Ils sont vraiment merveilleux, les Allemands : non seulement ils produisent de plus belles choses que nous, ils les vendent mieux, ils savent faire le sacrifice de leurs réductions du temps de travail, de leur système social et ils acceptent sans rechigner de partir à la retraite de plus en plus tard. Un peuple de rêve, quoi, flexible, sérieux, discipliné…

Pas comme ces fainéants surmutualisés de Français qui s’obstinent à croire que c’est l’économie qui est au service de l’homme et non l’inverse. C’est dommage de raisonner comme ça parce que les Français, du coup, ils n’auront pas de jolies primes comme les travailleurs allemands. En effet, c’est tellement bien, l’Allemagne, que les patrons eux-mêmes n’hésitent pas à récompenser les ouvriers qui ont aidé aux jolis bénéfices des entreprises.

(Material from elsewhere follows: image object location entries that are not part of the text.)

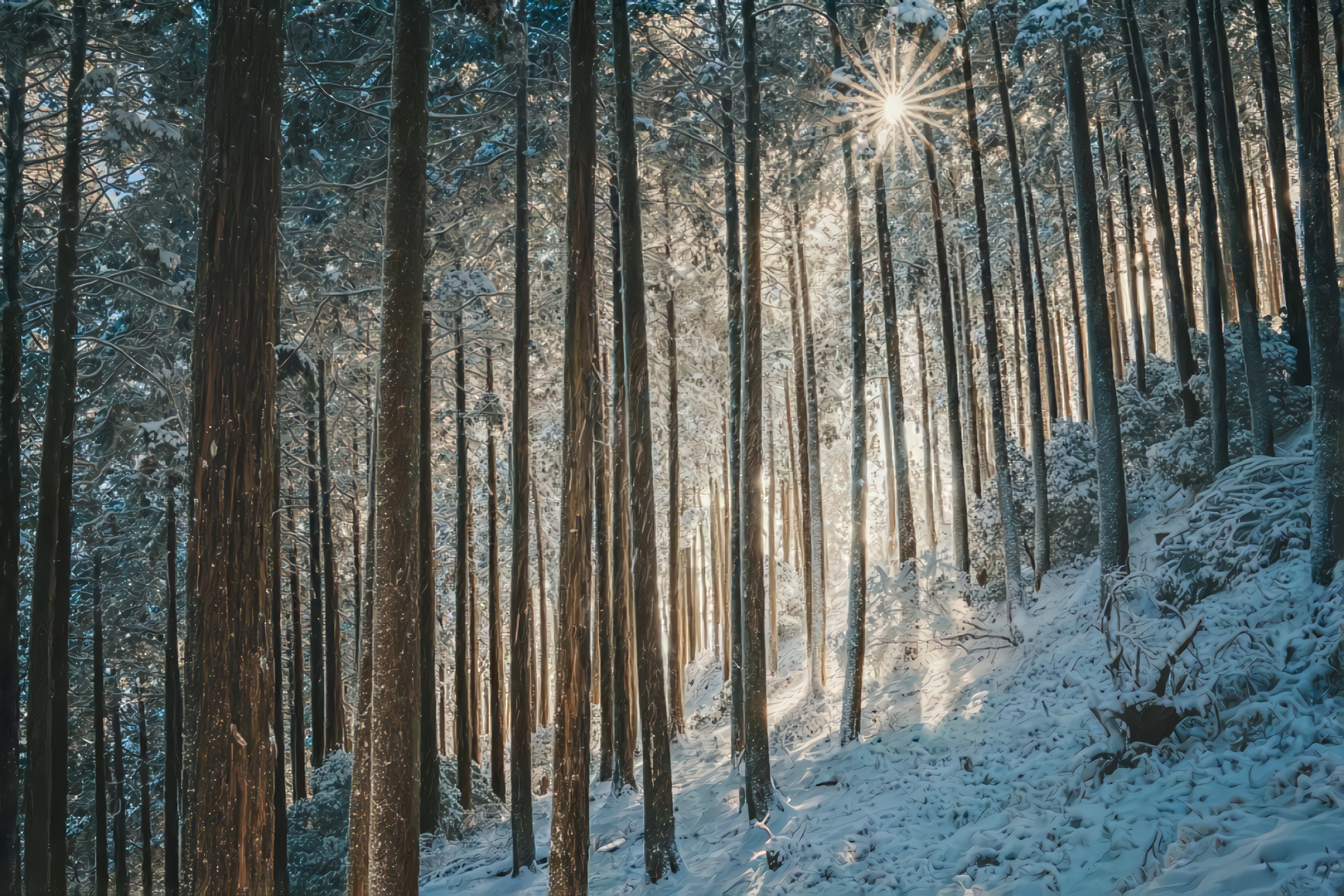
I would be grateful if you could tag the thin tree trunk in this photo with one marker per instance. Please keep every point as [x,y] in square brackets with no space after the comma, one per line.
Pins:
[677,661]
[1179,324]
[496,633]
[335,734]
[100,741]
[147,848]
[1041,555]
[569,860]
[522,677]
[1211,257]
[661,855]
[1235,223]
[622,651]
[987,295]
[120,862]
[43,790]
[316,607]
[1321,286]
[11,465]
[230,834]
[960,543]
[756,725]
[427,595]
[1287,235]
[1113,535]
[277,600]
[394,744]
[462,722]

Certains d’entre eux vont par exemple, notamment dans le secteur automobile, toucher jusqu’à huit mille euros. Ce n’est pas négligeable même si on peut se dire que c’est la moindre des choses quand on voit les profits inédits engrangés par exemple en 2011 par Audi : 5,8 milliards d’euros. Ou que Martin Wax, le pédégé de Volkswagen, a établi, au pays du gentil capitalisme rhénan modéré, le record de rémunération d’un patron du Dax (le CAC 40 allemand) en doublant son salaire et en s’octroyant dix-sept millions d’euros.

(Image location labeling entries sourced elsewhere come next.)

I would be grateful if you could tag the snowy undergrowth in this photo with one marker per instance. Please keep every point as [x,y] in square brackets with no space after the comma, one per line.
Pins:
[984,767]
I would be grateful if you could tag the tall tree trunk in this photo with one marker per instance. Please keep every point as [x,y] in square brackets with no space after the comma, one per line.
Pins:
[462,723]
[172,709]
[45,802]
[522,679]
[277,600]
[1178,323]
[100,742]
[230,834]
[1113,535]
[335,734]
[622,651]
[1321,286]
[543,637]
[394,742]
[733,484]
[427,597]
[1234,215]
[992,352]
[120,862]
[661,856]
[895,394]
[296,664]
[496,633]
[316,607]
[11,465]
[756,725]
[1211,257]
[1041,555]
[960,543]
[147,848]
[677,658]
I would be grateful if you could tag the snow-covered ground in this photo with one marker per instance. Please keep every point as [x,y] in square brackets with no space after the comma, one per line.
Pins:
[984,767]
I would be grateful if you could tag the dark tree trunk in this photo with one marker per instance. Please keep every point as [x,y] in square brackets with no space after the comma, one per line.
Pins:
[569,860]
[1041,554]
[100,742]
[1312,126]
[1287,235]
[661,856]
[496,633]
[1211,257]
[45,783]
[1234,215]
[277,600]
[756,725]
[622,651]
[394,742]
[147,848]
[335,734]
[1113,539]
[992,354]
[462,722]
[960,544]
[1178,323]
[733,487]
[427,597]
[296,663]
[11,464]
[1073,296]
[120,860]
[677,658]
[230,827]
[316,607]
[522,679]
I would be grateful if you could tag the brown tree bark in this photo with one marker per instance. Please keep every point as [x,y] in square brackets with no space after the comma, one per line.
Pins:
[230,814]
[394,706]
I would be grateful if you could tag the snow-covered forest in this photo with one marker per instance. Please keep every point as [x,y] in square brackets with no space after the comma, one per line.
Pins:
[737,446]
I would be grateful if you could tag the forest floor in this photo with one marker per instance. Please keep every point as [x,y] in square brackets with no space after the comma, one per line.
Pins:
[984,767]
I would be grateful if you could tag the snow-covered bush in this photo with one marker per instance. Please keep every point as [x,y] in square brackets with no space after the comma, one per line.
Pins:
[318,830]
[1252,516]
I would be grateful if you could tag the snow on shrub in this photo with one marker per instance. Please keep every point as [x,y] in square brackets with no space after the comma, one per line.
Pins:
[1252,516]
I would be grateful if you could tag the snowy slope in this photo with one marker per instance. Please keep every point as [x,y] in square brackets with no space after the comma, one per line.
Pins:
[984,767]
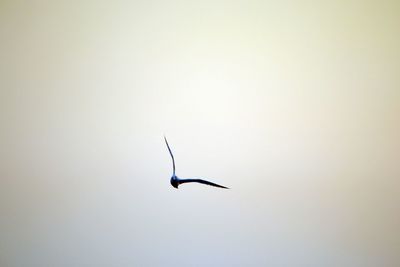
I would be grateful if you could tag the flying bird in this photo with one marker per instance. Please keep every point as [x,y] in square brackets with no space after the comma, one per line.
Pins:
[175,181]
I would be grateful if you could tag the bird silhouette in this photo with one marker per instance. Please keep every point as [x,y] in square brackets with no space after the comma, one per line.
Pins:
[175,181]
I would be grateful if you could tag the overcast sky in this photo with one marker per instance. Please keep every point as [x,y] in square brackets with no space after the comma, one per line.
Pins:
[294,105]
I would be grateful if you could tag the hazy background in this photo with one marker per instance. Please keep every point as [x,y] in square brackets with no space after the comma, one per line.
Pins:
[295,105]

On pourra aussi penser que dans un tel contexte, ces primes généreusement accordées ne sont pas si mirobolantes que ça et surtout sont un moyen d’acheter la paix sociale en évitant de débattre du fond, comme le veulent les syndicats qui demandent une augmentation générale des salaires de 6,5% et des embauches à la place du recours systématique aux heures supplémentaires. Mais là, les patrons allemands, y compris Marin Wax, exigent des partenaires sociaux de la « prudence ».